How much money should you have saved by age 40? | Ally (2024)

RETIREMENT

  • 8 min read

What we'll cover

  • Average retirement savings by 40

  • Goals and savings categories you should have

  • Tips for increasing retirement savings

Once you hit a certain age, you may start thinking about having enough savings for retirement. You may think more about it when you hit milestone decades, such as when you turn 40.

For many, this decade is marked by growing families (and the accompanying college funds) and a mortgage. Don't forget the regular bills that arrive every month like clockwork.

Even if you get promotions and pay increases at work to help offset living expenses, you’ve still got a retirement plan to tend to. These savings priorities tug at your wallet from all directions. You're not alone if you’ve wondered, “Am I saving enough?” or “How much retirement savings by 40 should I have socked away?”

While everyone’s life is different (your specific savings situation is personal to your financial circ*mstances, lifestyle and future goals), being aware of benchmarks and ranges can help you know if you’re on the right track — and whether you need to turbo-charge your savings.

With that in mind, here’s a guide to help take some of the guesswork out of where you should be financially in your forties. We'll look at the amount you should have saved by age 40, including the average retirement savings as well as savings expense categories. We'll also look at some tips to help you increase your retirement savings.

Average retirement savings by age 40

Check out the average retirement savings by age, according to research by the Federal Reserve in 2019 to 2020:

  • Age 25 to 29: $9,408.51

  • Ages 30 to 34: $21,731.92

  • Ages 35 to 39: $48,710.27

  • Ages 40 to 44: $101,899.22

  • Ages 45 to 49: $148,950.14

  • Ages 50 to 54: $146,068.38

  • Ages 55 to 59: $223,493.56

  • Ages 60 to 64: $221,451.67

As you can see, the average savings by 40 is higher than $48,000 but likely lower than $148,000. However, it's worth noting that just because that's the average, that amount may not be what you might want to consider having saved.
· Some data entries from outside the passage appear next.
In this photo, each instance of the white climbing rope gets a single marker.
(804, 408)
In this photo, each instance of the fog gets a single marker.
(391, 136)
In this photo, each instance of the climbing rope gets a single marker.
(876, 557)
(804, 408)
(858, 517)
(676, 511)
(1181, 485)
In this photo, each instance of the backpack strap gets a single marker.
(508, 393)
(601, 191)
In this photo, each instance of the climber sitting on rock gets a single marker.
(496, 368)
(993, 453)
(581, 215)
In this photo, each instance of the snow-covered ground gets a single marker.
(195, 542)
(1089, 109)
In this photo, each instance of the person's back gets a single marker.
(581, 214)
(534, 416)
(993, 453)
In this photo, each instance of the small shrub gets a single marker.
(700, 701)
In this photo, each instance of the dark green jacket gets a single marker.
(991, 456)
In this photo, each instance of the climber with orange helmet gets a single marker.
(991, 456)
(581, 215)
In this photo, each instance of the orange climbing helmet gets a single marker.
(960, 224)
Keep reading for more information.

Savings expense categories

What savings expense categories come to mind in this stage of life? Many 40-somethings cite emergency savings, health care, retirement planning, home costs and family expenses.

Emergency savings

No matter where you are in life or how old you are, the one thing you can always count on is the unexpected.That’s why it’s so important to have an emergency fund , which is cash you set aside in a savings account or online savings account for unforeseen expenses, like a sudden change in employment, a broken furnace, or the family pet suffering a major sickness or injury.
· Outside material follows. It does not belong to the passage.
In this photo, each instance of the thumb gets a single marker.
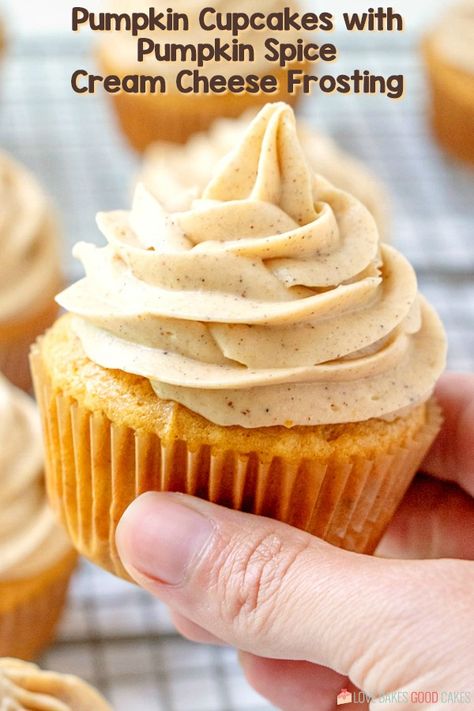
(278, 592)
Ideally, your emergency fund should contain at least three to six months’ worth of living expenses — so if worse comes to worst, you can cover all your essentials without worry for a couple of months, from your mortgage to groceries to prescriptions.
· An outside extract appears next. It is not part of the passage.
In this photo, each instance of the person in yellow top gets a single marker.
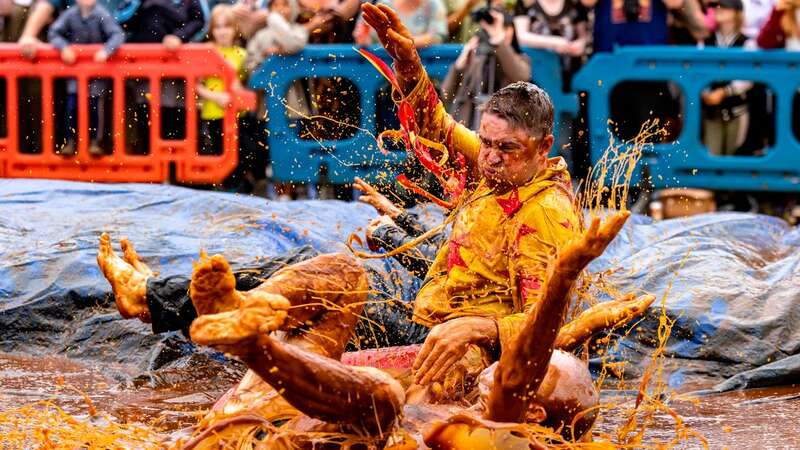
(508, 226)
(212, 90)
(517, 214)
Health care expense savings

If you've ever gotten a bill from your doctor, you already know that health care is expensive.

The average retired couple age 65 in 2022 may need approximately $315,000 in after tax savings to cover health care expenses in retirement. However, that also depends on a few factors, including:

It's worth considering now how you plan to pay for your health care expenses later on. For example, do you plan to use your 401(k), HSA or IRA to pay for health care expenses?

Consider enrolling and contributing to a health savings account (HSA), which can give you tax benefits. You save pretax dollars and potentially employer contributions, which you can grow and withdraw tax-free for federal and state tax purposes as long as you use them for a medical purpose.

Retirement planning

The general rule of thumb for how much retirement savings you should have by age 40 is three times your household income.

The median salary in the U.S. in the fourth quarter of 2022 was $1,084 per week or $56,368 per year. By that measure, someone in their late thirties to early forties should have around $169,104 saved for retirement.

What if you're married? If you and your spouse have an annual household income of $95,000, you should aim to have $285,000 set aside by 40. A single 40-year-old who earns a $60,000 salary per year should strive to have $180,000 saved.

When looking at these numbers, it’s important to remember that every person and situation is different.

Ask yourself:

  • How much is my annual salary?

  • What’s my ideal retirement age?

  • What type of things do I hope to do in retirement?

If you want to live in high style while traveling the world, for example, you’ll likely need even more than the recommended three times your household income rule. But if you plan on downsizing your home and spending your time and money on the same hobbies you always have, perhaps you might not require quite as much.

Either way, don’t endure sleepless nights if your current retirement nest egg falls short of the recommended amount. While the reality of retirement may feel closer than ever, you still have time to contribute to your retirement account.

Those who begin putting money toward their retirement plan earlier are better off than those who don’t, thanks to compound interest, which is interest earned on your initial principal and your accrued interest. If you are just joining the retirement savings party — or stepping on the dance floor later than others — you have options as you get closer to retirement.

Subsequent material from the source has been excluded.